This module is the elementary parser in charge of splitting the source file into homogeneous regions (i.e. fragments defined by 'spec'
s in generic.conf).
init ($fileh, $tabhint, @blksep)
init
initializes the global variables and builds the detection regexps.
$fileh
a filehandle for the source file
$tabhint
hint for the tab width (defaults to 8 if not defined)
Actual value can be given in an emacs-style comment as the first line of the file.
@blksep
an array of references to hashes defining the different categories for this languages (see generic.conf)
untabify ($line, $tab)
untabify
replaces TAB characters by spaces.
$line
string to untabify
$tab
number of spaces for a TAB (defaults to 8 if not defined)

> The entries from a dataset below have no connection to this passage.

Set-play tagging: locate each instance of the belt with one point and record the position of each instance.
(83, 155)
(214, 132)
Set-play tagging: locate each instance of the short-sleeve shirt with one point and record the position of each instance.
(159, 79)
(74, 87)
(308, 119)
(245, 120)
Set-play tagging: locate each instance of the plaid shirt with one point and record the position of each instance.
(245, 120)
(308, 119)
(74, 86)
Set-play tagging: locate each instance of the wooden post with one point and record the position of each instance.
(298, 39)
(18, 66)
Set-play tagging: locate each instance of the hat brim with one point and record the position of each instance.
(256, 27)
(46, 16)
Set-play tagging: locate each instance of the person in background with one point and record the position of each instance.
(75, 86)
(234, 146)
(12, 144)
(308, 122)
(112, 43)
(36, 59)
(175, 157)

Returns the line after replacement.
Note that this sub is presently only used by sub markupfile
when no specific parser definition could be found. No attempt is made to interpret an emacs-style tab specification. Consequently, tab width can be erroneous.
nextfrag ()
nextfrag
returns the next categorized region of the source file.
Returned value is a list: ($btype, $frag)
.
$btype
a string giving the category name
$frag
a string containing the region
Note that the "region" may span several lines.
nextfrag
implements the LXR parser. It is critical for global performance. Unfortunately, two factors put a heavy penalty on it:
1- Perl is an interpreted language,
2- parsing with regexp is not as efficient as a finite state automaton (FSA).
Speed is acceptable when displaying a file (since time here is dominated by HTML editing).
Raw speed can be seen during genxref where the full tree is parsed. It could be worth to replace the parser by a compiled deterministic FSA version.
requeuefrag ($frag)
requeuefrag
stores a string in the source input buffer for scanning by the next call to nextfrag
.
$frag
string to scan next
This sub is useful for rescanning a (tail) part of a fragment when it is discovered it contains a different category or to force parsing of a generated string.
Caveat:
When using this sub, pay special attention to the order of requests so that you do not create permutations of source sequences: it is a stack (LIFO)!